The Real Oliver Twist. John Waller. Icon Books Ltd (2005)


Robert Blincoe was the child of an unmarried mother who was left at the workhouse in the parish of St. Pancras in London at the age of four in 1796. This placed him on the lowest rung of a rigid, hierarchical society which considered poverty the fault of the poor. As a inmate of a parish workhouse he was saved from starvation by the deeply begrudged charity of the local community. His future was bleak in the extreme, the parish was desperate to reduce the drain on its resources by moving the children on, one method was to apprentice the children to various trades. Robert Blincoe was so anxious to leave the workhouse that he hoped to be taken on by a chimney sweep, the most dreaded outcome for workhouse children, the conditions were appalling and life expectant short. In the end he was apprenticed to a cotton mill in Lancashire where he was subject to lavish abuse and degrading working conditions. Robert Blincoe defied the expectations of society to rise to a position of stable prosperity and his children were educated. He was to become a central figure in the factory hours movement due to his biography which told his extraordinary story.

John Waller places Robert Blincoe firmly within the political, economic and social contexts that he moved through. The use of child labour in the cotton mills and the whole issue of factory labour, the enormous and savage political debates that surrounded them are clearly explained. That Robert Blincoes biography had an influence on the writing of Oliver Twist is strongly suggested, it certainly had a significant impact on other novels.

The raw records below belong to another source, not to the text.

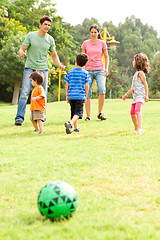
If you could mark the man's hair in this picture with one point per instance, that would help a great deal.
(82, 59)
(38, 77)
(45, 18)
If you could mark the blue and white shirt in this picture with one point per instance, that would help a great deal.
(138, 89)
(77, 78)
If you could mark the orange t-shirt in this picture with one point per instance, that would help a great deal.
(39, 104)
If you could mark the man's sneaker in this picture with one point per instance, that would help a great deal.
(18, 122)
(68, 127)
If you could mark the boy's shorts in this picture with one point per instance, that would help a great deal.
(76, 108)
(37, 115)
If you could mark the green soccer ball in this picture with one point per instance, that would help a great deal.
(57, 200)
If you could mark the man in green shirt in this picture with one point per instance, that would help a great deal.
(37, 44)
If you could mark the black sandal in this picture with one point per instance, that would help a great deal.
(87, 119)
(101, 116)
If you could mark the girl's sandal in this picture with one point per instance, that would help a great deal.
(101, 116)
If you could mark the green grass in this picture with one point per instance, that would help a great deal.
(115, 173)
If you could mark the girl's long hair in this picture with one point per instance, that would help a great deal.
(98, 30)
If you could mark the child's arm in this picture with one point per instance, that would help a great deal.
(86, 90)
(67, 87)
(127, 93)
(36, 98)
(143, 79)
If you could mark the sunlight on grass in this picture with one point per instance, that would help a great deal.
(115, 173)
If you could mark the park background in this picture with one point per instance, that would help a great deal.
(115, 173)
(18, 17)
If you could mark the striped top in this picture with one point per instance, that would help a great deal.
(77, 78)
(138, 89)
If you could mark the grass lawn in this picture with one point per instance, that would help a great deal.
(115, 173)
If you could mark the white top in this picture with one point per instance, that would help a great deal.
(138, 89)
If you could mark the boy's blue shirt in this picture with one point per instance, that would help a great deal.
(77, 78)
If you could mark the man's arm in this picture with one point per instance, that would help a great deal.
(56, 60)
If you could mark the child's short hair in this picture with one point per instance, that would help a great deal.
(141, 62)
(82, 59)
(38, 77)
(45, 18)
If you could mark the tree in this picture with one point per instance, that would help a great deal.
(154, 83)
(135, 37)
(12, 65)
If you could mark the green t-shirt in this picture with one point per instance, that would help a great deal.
(37, 51)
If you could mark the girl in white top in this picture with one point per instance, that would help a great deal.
(139, 90)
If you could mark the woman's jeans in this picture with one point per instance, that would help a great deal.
(25, 91)
(98, 75)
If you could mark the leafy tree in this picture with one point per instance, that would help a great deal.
(135, 37)
(9, 27)
(29, 12)
(154, 83)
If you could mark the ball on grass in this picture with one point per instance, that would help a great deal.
(57, 200)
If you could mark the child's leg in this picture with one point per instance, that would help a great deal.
(35, 125)
(40, 124)
(134, 117)
(139, 116)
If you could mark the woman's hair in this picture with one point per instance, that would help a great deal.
(45, 18)
(141, 62)
(98, 30)
(37, 76)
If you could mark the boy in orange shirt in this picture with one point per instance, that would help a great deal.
(37, 101)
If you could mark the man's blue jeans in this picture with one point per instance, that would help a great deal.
(25, 91)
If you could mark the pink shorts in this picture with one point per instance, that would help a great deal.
(135, 108)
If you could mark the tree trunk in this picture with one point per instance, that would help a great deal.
(16, 92)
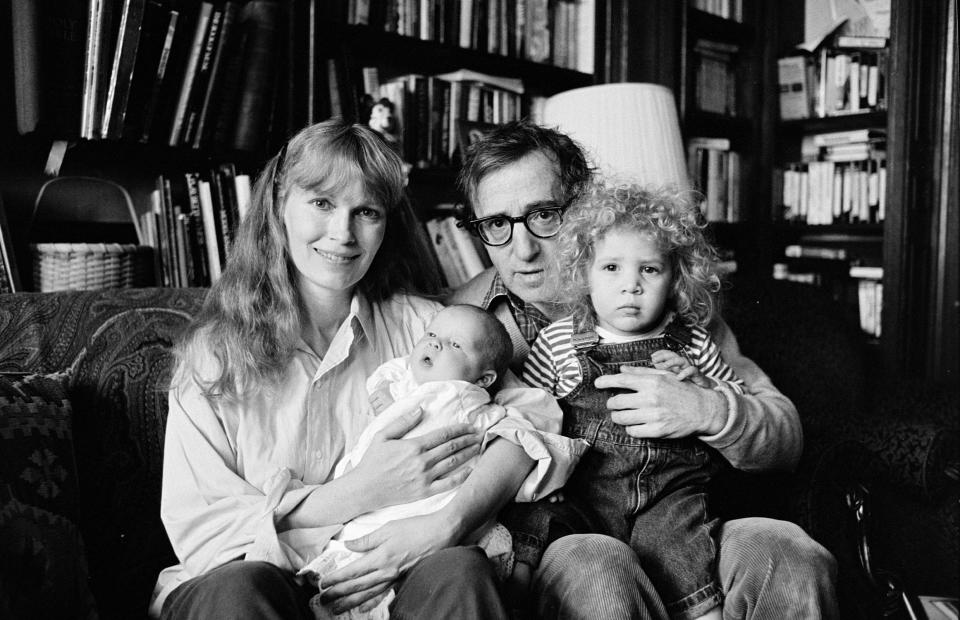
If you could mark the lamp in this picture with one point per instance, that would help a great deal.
(629, 130)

This is a really well written book, the relationship between Robert Blincoe and his society are clearly developed and demonstrated. John Waller does not over argue Robert Blincoe's significance nor does he diminish his exceptional nature. This is not an impartial history, John Waller has clearly expressed views which give the book a thread of anger and passion which it deserves. This is a vivid, articulate, uncomfortable book that reveals that the same narrow threadbare arguments that were used to justify child labour have not gone out of fashion today. Superb.